Nutrient Comparison: Cooked Taro with Salt VS Boiled California Red Kidney Beans per 14 oz
Compare the macro and micronutrient content in 14 oz of Cooked Taro with Salt versus 14 oz of Boiled California Red Kidney Beans to make informed dietary choices. Explore their nutritional differences and benefits.
Lets compare vitamin content per 14 ounces of Cooked Taro with Salt vs Boiled California Red Kidney Beans:
- 14 ounces of Cooked Taro with Salt have 1.5 times more Vitamin B5, 3.2 times more Vitamin B6 and 4.2 times more Vitamin C than Boiled California Red Kidney Beans.
- While 14 oz of Boiled California Red Kidney Beans contain 2.2 times more Vitamin B2 and 3.9 times more Vitamin B9 than Cooked Taro with Salt.
- Both Cooked Taro with Salt and Boiled California Red Kidney Beans provide similar amounts of Vitamin B1 and Vitamin B3 per 14 ounces.

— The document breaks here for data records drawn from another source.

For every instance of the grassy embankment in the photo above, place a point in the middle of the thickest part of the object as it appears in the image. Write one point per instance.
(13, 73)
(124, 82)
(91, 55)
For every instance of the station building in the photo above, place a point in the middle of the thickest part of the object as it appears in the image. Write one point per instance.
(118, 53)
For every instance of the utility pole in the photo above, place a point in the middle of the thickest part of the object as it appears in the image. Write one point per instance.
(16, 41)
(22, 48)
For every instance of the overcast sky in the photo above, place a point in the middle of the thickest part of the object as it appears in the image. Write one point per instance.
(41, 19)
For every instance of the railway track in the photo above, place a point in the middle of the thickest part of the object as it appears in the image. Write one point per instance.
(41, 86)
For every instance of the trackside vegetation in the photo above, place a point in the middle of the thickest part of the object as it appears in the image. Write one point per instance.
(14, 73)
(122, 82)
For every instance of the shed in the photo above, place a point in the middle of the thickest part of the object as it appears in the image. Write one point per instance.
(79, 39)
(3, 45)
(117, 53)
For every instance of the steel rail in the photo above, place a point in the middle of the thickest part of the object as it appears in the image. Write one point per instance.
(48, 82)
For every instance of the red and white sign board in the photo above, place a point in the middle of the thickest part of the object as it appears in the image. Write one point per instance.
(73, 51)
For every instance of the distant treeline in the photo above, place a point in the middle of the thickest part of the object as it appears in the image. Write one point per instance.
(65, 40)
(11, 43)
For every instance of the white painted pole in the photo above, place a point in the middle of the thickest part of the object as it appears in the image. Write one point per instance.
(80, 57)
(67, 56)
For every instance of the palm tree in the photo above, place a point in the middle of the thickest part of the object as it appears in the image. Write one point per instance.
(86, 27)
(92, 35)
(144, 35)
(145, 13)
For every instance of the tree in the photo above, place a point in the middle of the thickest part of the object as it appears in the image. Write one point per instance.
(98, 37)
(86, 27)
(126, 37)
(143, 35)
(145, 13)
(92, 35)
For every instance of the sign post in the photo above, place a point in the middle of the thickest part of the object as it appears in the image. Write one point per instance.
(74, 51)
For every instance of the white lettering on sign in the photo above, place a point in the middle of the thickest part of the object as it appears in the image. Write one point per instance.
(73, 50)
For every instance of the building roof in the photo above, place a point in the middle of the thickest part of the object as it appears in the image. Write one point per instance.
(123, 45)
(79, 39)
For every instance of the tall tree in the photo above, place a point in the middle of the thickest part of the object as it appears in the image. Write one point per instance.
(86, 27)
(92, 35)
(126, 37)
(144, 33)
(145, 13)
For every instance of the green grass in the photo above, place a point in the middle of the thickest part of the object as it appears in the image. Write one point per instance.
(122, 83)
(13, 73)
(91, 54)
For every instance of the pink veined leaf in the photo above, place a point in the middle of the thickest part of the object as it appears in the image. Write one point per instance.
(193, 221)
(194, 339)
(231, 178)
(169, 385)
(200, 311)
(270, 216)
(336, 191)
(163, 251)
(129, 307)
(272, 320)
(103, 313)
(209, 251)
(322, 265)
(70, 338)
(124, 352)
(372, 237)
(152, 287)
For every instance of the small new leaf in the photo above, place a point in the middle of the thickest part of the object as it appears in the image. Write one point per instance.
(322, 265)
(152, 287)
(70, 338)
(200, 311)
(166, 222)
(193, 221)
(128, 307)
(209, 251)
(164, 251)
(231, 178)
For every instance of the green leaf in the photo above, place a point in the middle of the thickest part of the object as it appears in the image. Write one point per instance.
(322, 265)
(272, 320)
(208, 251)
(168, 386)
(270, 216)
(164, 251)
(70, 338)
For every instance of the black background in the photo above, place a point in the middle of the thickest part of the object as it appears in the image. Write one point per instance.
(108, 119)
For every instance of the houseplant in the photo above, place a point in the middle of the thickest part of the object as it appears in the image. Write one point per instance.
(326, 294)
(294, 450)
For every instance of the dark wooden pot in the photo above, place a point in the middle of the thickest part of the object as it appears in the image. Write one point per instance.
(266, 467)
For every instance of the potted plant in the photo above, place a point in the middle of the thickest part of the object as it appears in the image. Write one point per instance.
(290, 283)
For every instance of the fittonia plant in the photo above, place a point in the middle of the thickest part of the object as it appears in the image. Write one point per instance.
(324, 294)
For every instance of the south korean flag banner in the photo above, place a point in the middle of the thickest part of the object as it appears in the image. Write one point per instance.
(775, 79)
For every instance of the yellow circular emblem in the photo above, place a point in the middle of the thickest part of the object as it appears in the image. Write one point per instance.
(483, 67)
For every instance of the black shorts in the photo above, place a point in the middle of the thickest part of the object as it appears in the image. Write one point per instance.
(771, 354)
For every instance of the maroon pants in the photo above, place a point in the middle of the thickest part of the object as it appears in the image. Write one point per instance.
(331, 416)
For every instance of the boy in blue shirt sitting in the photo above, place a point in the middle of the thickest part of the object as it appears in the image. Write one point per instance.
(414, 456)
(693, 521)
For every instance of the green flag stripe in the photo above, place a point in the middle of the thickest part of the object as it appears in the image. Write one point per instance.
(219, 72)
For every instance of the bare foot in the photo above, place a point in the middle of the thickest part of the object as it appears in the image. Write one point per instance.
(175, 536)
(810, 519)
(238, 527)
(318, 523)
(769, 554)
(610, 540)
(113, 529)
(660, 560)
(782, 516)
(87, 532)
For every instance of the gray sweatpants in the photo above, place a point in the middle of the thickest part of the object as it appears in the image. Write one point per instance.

- 14 ounces of Boiled California Red Kidney Beans have insufficient amounts of Vitamin C
- Both Cooked Taro with Salt as well as Boiled California Red Kidney Beans have insufficient amounts of Vitamin A, Vitamin B12 and Vitamin D in 14 ounces.
Comparing minerals per 14 ounces for Cooked Taro with Salt vs Boiled California Red Kidney Beans:
- 14 ounces of Cooked Taro with Salt have 1.4 times more Manganese and 62.8 times more Sodium than Boiled California Red Kidney Beans.
- While 14 oz of Boiled California Red Kidney Beans contain 3.7 times more Calcium, 1.4 times more Copper, 4.1 times more Iron, 1.6 times more Magnesium, 1.8 times more Phosphorus, 1.3 times more Selenium and 3.2 times more Zinc than Cooked Taro with Salt.
- Both Cooked Taro with Salt and Boiled California Red Kidney Beans contain similar levels of Potassium per 14 ounces.
- 14 ounces of Cooked Taro with Salt lack sufficient amounts of Calcium and Selenium
Comparison of macro-nutrients per 14 ounces:
- 14 ounces of Cooked Taro with Salt have 1.5 times more Carbohydrate than Boiled California Red Kidney Beans.
- While 14 oz of Boiled California Red Kidney Beans contain 2.3 times more Omega 3, 1.8 times more Fiber and 17.6 times more Protein than Cooked Taro with Salt.
- Both Cooked Taro with Salt and Boiled California Red Kidney Beans offer comparable quantities of Energy per 14 ounces.
- 14 ounces of Cooked Taro with Salt provide inadequate amounts of Omega 3 and Protein
- Both Cooked Taro with Salt as well as Boiled California Red Kidney Beans provide inadequate amounts of Omega 6 in 14 ounces.